Le gouvernement perse, présidé depuis août par Ebrahim Raisi, un partisan de la ligne dure du régime, a déclaré la semaine dernière qu'il était disposé à organiser un nouveau cycle de négociations à Vienne, sans toutefois préciser de date. "Les parties ont convenu que la prolongation de cette impasse n'est pas dans l'intérêt des pourparlers et qu'il convient de tenir une réunion dès que possible", a déclaré le porte-parole du ministère iranien des Affaires étrangères, Saeed Khatibzadeh, qui a rappelé que l'Iran "est membre du Traité de non-prolifération nucléaire (TNP) et a accepté le régime de non-prolifération".

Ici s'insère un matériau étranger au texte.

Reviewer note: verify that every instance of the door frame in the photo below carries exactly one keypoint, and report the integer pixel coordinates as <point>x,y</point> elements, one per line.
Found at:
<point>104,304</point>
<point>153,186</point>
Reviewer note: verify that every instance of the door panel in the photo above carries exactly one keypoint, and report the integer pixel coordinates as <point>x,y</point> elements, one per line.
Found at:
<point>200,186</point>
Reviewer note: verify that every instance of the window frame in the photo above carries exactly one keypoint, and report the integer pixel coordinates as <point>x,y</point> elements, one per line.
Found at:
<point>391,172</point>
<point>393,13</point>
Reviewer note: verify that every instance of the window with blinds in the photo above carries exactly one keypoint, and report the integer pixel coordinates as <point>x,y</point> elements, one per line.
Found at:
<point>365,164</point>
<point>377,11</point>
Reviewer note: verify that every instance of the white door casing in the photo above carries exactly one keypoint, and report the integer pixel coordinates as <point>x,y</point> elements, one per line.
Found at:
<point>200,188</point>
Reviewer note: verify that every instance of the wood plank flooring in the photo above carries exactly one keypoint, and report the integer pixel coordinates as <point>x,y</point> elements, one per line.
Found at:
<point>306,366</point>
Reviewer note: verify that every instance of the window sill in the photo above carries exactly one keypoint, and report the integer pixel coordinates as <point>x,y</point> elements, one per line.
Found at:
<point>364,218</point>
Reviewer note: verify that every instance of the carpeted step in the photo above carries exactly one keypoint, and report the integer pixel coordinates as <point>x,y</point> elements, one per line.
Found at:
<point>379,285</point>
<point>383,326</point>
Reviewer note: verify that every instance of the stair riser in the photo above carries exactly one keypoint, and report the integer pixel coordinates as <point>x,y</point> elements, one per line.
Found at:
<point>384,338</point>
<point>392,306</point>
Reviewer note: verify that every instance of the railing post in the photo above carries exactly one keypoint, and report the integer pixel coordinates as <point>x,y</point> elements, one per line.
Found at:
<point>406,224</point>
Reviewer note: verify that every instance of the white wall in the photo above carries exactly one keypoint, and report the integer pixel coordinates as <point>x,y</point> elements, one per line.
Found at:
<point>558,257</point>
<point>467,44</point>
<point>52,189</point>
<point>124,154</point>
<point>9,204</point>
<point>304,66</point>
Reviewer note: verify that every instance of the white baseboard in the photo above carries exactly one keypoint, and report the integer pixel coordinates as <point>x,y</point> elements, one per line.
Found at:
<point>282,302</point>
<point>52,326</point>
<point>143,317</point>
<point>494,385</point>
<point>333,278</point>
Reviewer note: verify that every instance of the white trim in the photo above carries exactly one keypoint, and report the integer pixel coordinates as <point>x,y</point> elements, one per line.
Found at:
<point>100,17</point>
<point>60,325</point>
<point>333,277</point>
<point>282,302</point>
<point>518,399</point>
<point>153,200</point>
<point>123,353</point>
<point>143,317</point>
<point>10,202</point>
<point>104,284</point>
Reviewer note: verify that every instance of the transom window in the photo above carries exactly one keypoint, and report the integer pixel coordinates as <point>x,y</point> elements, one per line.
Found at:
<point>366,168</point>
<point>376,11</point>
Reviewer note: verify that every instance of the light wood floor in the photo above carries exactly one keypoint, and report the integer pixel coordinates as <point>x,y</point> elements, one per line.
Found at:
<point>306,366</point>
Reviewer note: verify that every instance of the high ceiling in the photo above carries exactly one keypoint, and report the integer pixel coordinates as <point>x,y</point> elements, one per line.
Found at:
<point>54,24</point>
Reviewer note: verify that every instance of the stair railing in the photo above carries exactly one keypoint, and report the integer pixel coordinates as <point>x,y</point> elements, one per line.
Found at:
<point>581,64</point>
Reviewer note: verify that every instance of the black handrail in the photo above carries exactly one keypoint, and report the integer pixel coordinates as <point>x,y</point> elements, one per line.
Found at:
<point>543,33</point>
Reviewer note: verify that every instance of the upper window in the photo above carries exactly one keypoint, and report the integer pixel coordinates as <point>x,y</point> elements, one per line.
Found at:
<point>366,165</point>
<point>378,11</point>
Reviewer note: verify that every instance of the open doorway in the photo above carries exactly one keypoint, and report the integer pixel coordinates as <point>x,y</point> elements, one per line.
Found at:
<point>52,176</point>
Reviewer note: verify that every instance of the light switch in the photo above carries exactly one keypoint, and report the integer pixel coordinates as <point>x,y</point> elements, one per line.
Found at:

Joe Biden en el Despacho Oval

Les conseillers du président Biden refusent catégoriquement de retirer les Gardiens de la révolution de la liste des organisations terroristes, selon la presse américaine, et exigent que le gouvernement iranien accepte les conditions mises sur la table par les négociateurs occidentaux. Pour Washington, il s'agit d'une "ligne rouge" et, bien que Téhéran puisse aller plus loin dans ce contexte dans sa feuille de route nucléaire, elle maintient qu'il s'agit d'une position inamovible et qu'elle ne cédera que si la délégation iranienne est ouverte à répondre aux préoccupations des États-Unis en dehors du JCPOA.

L'accord nucléaire signé en 2015 avec l'Iran a sans doute été la plus grande réussite diplomatique du mandat de Barack Obama aux États-Unis, établissant une suspension de 10 ans du programme nucléaire perse. Cependant, l'arrivée surprise de Donald Trump à la Maison Blanche a modifié les plans et il a décidé d'abandonner brusquement le pacte en 2018, imposant à la place un régime de sanctions brutal.

Un an plus tard, après avoir subi les premières conséquences économiques aggravées par la pandémie, Téhéran a rompu sa partie de l'accord et a fait avancer son projet atomique en enrichissant de l'uranium à des niveaux bien supérieurs à ceux prévus par le JCPOA. C'est pourquoi la nouvelle administration démocrate a poussé à une renégociation d'urgence il y a un an pour réactiver les termes de l'accord avec l'Iran, et ainsi mettre fin à la prolifération nucléaire dans une région minée, ce qui a traîné en longueur jusqu'à ce jour.